Preclinical toxicology studies are an essential part of drug discovery and development processes. Safety studies of molecules are a regulatory requirement, to ensure their safety before proceeding to clinical trials. Saku Ruohonen is an in-vivo toxicologist at the Department of Translational Pharmacology and Safety Sciences at Orion Pharma Ltd, a Finnish pharmaceutical company. In the department, scientists perform a variety of preclinical studies aimed to evaluate these safety profiles. A major part of this evaluation involves histopathological examination from tissues collected for the preclinical studies. Pathologists try to observe very subtle changes possibly induced by the drug candidate from the harvested tissues.
Neurological diseases are a significant therapy area for Orion, creating a demand for precise and accurate assessments of toxicological effects in the CNS. Histopathological analysis in neuroscience is notoriously difficult. Toxicologists at Orion had just initiated one such study of biomarker identification in neurotoxicity when a toxicology student at the University of Eastern Finland, Miika Vuorimaa, reached out to Orion for a placement as a research scientist.

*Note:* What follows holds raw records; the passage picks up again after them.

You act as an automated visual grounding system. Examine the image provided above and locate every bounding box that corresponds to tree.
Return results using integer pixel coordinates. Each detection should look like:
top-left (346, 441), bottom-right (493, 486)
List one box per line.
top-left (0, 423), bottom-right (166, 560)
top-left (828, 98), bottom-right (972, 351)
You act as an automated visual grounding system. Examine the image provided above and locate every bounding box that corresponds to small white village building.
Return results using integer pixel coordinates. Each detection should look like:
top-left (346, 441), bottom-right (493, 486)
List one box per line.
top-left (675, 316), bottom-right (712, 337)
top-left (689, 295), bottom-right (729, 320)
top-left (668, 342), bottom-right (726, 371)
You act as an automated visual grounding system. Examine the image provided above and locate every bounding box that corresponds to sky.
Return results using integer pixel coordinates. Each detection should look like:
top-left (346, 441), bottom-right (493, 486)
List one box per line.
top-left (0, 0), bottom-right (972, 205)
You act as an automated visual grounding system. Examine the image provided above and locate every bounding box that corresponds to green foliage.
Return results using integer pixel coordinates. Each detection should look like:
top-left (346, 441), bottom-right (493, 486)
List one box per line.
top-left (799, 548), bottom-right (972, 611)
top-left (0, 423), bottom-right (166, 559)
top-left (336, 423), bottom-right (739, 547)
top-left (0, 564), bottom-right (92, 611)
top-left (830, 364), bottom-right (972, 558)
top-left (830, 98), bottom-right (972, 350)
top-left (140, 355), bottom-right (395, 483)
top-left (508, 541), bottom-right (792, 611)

He had long expressed an interest in combining his studies with computer-based programs. At Orion, Miika was able to bridge these two interests together through the use of Aiforia, as he explained: “This project with Orion and Aiforia was exactly what I was looking for, it was surprising to me that I could do this as I thought the application of deep learning AI in histopathology was so far away in the future that I would not be able to get my hands on it for a while.”
Easy and fast AI deployment
Evaluation of neurotoxicity within preclinical studies requires skilled pathologists to define if cells in the CNS are being activated by the active drug molecule in the area. Astrocytes are known to form a first line barrier against foreign substances disturbing CNS homeostasis. They change their activity level and became reactive during any insult to the tissue. At Orion, the neurotoxicity study aimed to investigate biochemically the biomarkers excreted by astrocytes.

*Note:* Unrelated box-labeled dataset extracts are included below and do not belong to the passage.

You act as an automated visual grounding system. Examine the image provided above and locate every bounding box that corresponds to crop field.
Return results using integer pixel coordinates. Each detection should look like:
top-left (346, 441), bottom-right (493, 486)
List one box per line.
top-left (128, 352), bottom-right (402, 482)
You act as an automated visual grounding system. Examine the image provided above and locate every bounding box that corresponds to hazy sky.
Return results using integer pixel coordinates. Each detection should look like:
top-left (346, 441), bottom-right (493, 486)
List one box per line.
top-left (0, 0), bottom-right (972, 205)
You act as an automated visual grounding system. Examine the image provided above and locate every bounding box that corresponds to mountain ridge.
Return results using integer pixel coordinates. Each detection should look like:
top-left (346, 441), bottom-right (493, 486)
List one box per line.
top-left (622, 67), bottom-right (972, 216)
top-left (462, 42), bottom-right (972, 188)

However, there was a problem validating the results. The induced neurotoxicity study had escalating doses and the biochemical levels of neurotoxicity biomarkers showed dose-response within the study. “At Orion, we needed the evaluation of neurotoxicity also from the pathological samples to validate the biochemical measurements,” Saku describes. “But for pathologist to evaluate subtle changes in the level of astrogliosis is very difficult.”

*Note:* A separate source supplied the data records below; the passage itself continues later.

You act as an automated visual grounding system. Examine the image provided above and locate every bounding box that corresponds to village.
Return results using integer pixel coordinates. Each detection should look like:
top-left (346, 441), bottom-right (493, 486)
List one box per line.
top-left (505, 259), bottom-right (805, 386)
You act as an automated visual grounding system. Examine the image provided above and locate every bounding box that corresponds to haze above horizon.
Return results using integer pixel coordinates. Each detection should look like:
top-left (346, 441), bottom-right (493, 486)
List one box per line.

At this stage, the Orion scientists were introduced to the Aiforia platform, where deep learning AI could be used to evaluate these histological changes. Miika started to use Aiforia Create to develop AI models for identifying and visualizing astrocytes to help assess the correlation between biochemical and immunohistochemical observations. Both scientists anticipated facing challenges in working with deep learning AI for image analysis as Saku described: “I was convinced that with the small number of samples we had we would not be able to create a working algorithm, I thought we would need a huge amount of data.” Miika on the other hand thought the challenge would lie in an immense amount of preparation, as he stated “I thought he would need to know coding, but the ease of use of Aiforia was surprising. While it was easy to work with it still gave a lot of parameters you could adjust, it is so versatile.” The AI model required far fewer samples and far fewer annotations for training than either could have expected.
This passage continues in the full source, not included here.